A Scandal of the Particular
A Scandal of the Particular is an intelligent thriller about the romantic and ethical struggles of a disillusioned lawyer.
In Steve Hamilton’s disturbing thriller A Scandal of the Particular, Vancouver’s criminal justice system roils with controversies.
Kazan is a disillusioned lawyer who has fallen into drunken limbo after a separation from his romantic partner, Briar. Briar moved on to a relationship with Smith, a corrupt judge who uses his position for personal gain. The suspicious overdose death of a young idealistic gay man with connections to the city’s lawyers, detectives, judges, and suspects sets Kazan into motion, though.
Kazan travels between courthouses, needle exchange sites, and seedy bars, revealing Vancouver’s underbelly. It’s a city tinged with corruption, and Kazan runs into reminders of old cases—regarding the treatment of First Nations people and involving those who are mentally ill—as he goes. His travails are detailed in atmospheric terms: the book makes note of the gloomy, rain-soaked darkness, which is made to evoke the spiritual turmoil that exists within Kazan.
Kazan’s struggles with the morality of the justice system motivate him throughout. At his opposite is Smith, a man without a moral compass who views the courts as a system to be gamed. His attitude toward his profession is exposed with narrative skill in a scene where he enacts harsh penalties on an underprivileged woman without paying attention to the extenuating circumstances of her crime. Passing judgement is treated as an interruption rather than a solemn responsibility.
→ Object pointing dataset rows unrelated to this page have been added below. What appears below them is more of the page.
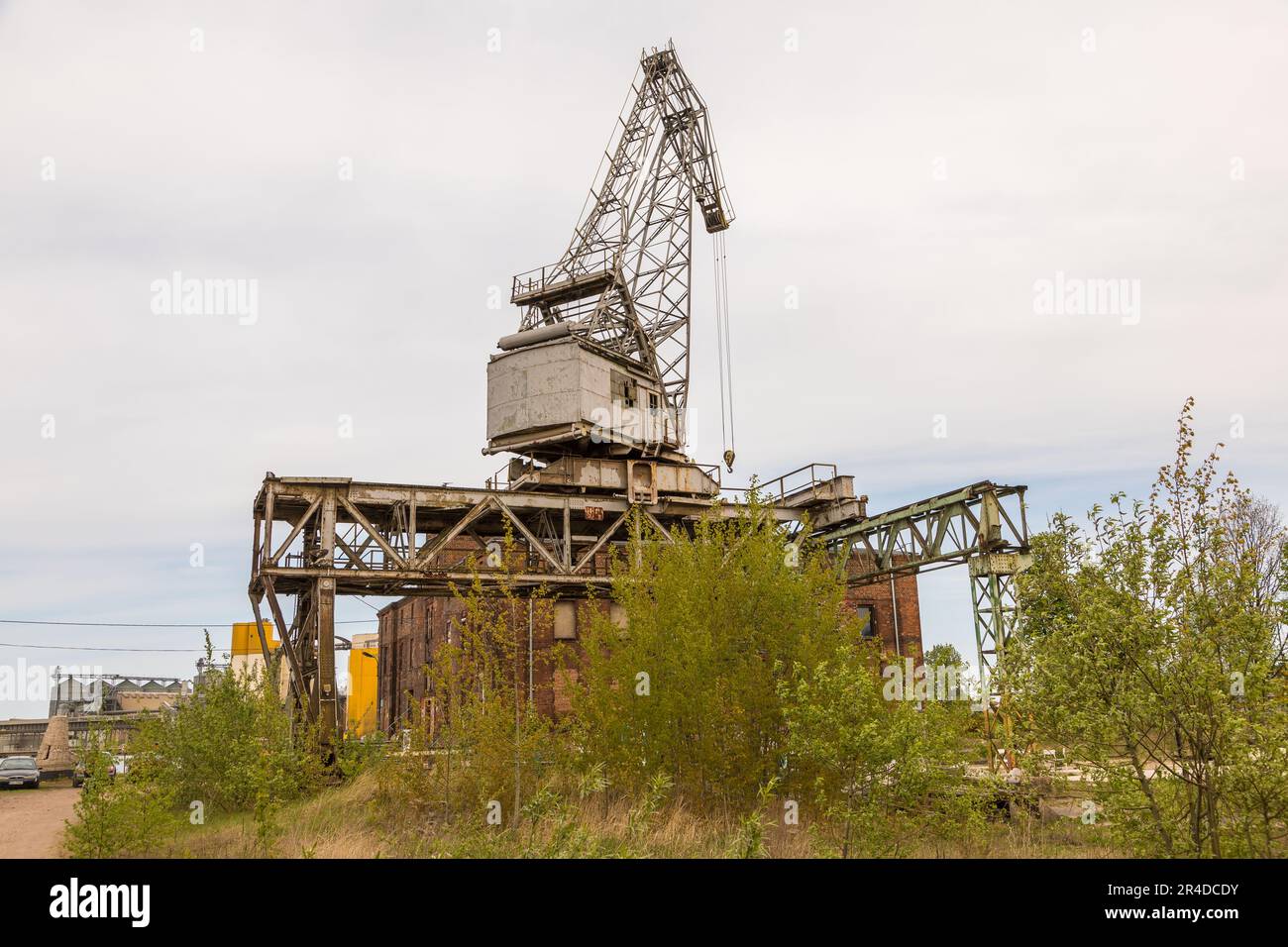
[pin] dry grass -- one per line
(356, 821)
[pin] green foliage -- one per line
(115, 815)
(687, 684)
(1150, 656)
(872, 766)
(230, 746)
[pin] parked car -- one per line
(80, 775)
(20, 771)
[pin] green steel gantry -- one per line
(984, 527)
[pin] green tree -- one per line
(684, 682)
(871, 762)
(1149, 655)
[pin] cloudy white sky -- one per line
(909, 171)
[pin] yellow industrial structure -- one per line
(361, 715)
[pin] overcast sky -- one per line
(906, 176)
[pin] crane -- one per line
(612, 315)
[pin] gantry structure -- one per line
(590, 398)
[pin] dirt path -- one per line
(31, 821)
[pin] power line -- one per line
(76, 647)
(145, 624)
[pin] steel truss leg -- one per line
(997, 617)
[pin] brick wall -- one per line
(412, 629)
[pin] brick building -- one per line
(412, 629)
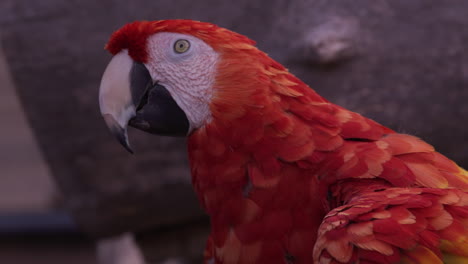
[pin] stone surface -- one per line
(25, 181)
(409, 71)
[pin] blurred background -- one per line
(70, 194)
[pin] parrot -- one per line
(285, 175)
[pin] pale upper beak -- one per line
(128, 95)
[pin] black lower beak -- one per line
(158, 113)
(129, 96)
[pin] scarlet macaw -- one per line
(285, 175)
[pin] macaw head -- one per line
(172, 77)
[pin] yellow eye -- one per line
(181, 46)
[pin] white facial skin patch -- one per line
(188, 74)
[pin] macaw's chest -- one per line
(264, 211)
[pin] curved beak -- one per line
(128, 95)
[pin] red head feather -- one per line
(134, 36)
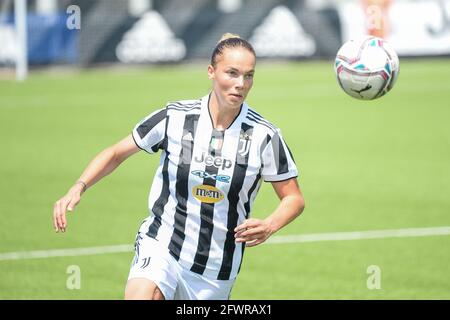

Briar, on the other hand, is minimally fleshed out. She is a romantic ideal for Kazan, a fantasy woman who waits for him to come home in a steamy bathtub. Her motivations are hazy; Kazan and Smith are polar opposites, and her ability to move between such divergent romantic partners strains credulity.
The book depicts the crime at the center of the story early on, so there is no doubt about who is guilty. Its suspense comes not from finding a culprit but rather from observing the machinations of social and legal systems and discovering the contortions individuals go through either to hide or to uncover crimes.
Though it is engaging when disclosing the motivations and inner lives of the cast through introspective passages, the prose is also awkward at times. Adrenaline is said to rush through a character like a “runaway Japanese subway train”; cliches arise, too, as when Kazan reflects that “one’s identity comes from within.”
A Scandal of the Particular is a thriller about the romantic and ethical struggles of a disillusioned lawyer.